CFDs that offer leveraged exposure to price, level or value changes in underlying asset classes and have existed as a speculative short-term investment product provided to a niche client base in some EU jurisdictions for several years.

However, in recent years, concerns have been raised about the widening distribution of CFDs to a mass retail market, despite the products being complex and deemed inappropriate for the large majority of retail investors.

The measures will be published in the Official Journal of the EU in ‘the coming weeks’ and will start to apply, for binary options, one month later and, for CFDs, two months later. Under MiFIR, ESMA can only introduce temporary intervention measures on a three monthly basis. Before the end of the three months, ESMA will consider the need to extend the intervention measures for a further three months.

Binary Options – agreed measure
  • A prohibition on the marketing, distribution or sale of binary options to retail investors.

ESMA believes the prohibition is needed to protect investors due to the products’ characteristics, most notably the combination of the promise of high returns and easy-to-trade digital platforms which, in an environment of historical low interest rates, has created an offer that appeals to retail investors.

CFDs – agreed measures
  • A restriction on the marketing, distribution or sale of CFDs to retail investors.

The restrictions announced by ESMA include:

  1. Leverage limits on the opening of a position by a retail investor from 30:1 to 2:1, which vary according to the volatility of the underlying:
    • 30:1 for major currency pairs;
    • 20:1 for non-major currency pairs, gold and major indices;
    • 10:1 for commodities other than gold and non-major equity indices;
    • 5:1 for individual equities and other reference values;
    • 2:1 for cryptocurrencies;
  2. A margin close out rule on a per account basis. This will standardise the percentage of margin (at 50% of minimum initial required margin) at which providers are required to close out one or more of a retail investor’s open CFDs;
  3. Negative balance protection on a per account basis. This will provide an overall guaranteed limit on retail investor losses;
  4. A restriction on the incentives offered to trade CFDs; and
  5. A firm-specific risk warning, including the percentage of losses on a CFD provider’s retail investor accounts, delivered in a standardised way.
Significant Investor Protection Concern

ESMA, along with National Competent Authorities (“NCAs”), has concluded that there exists a significant investor protection concern in relation to CFDs and binary options offered to retail investors due to:

  • their complexity and lack of transparency;
  • the particular features of CFDs – excessive leverage – and binary options – structural expected negative return and embedded conflict of interest between providers and their clients;
  • the disparity between the expected return and the risk of loss; and
  • issues related to their marketing and distribution.
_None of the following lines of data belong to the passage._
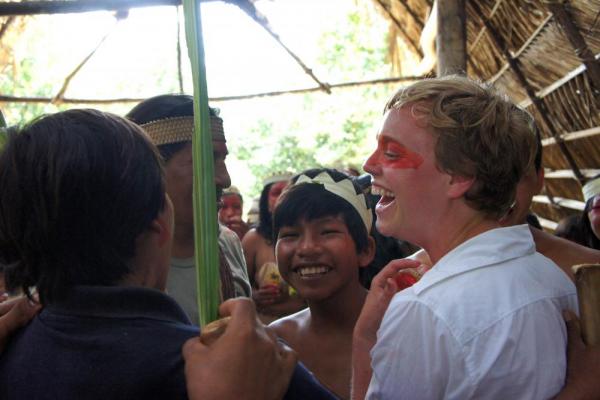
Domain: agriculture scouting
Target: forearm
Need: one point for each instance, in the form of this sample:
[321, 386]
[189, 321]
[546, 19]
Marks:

ESMA and these NCAs have identified the marketing, distribution and sale through on-line channels and the associated aggressive marketing techniques used by a number of firms have led to significant investor protection concerns.

NCAs’ analyses on CFD trading across different EU jurisdictions shows that 74-89% of retail accounts typically lose money on their investments, with average losses per client ranging from €1,600 to €29,000. NCAs’ analyses for binary options also found consistent losses on retail investors’ accounts.

ESMA’s Chair, Steven Maijoor, says that the new measures on CFDs will ensure that investors cannot lose more money than they put in.

ESMA also concludes that the inherent complexity of the products and, in the case of CFDs, their excessive leverage, has resulted in significant losses for retail investors.


All relevant firms should read the details in the Additional Information as some of the measures have quite onerous implications.

For example, the standardised risk warning and basis for calculation and publication of percentage of retail CFD accounts that lost money over the last 12 months is relatively simple to calculate for established firms.

Those firms without a 12-month track record or no activity on accounts during a 12-month calculation period will have to publish the 74-89% range of losses found by the NCAs in their analysis.

This could impact a firm that has not yet launched as the ‘generic’ percentage will probably be higher than that of already regulated firms with ‘live’ data, causing a client to believe they would be worse off with the new firm.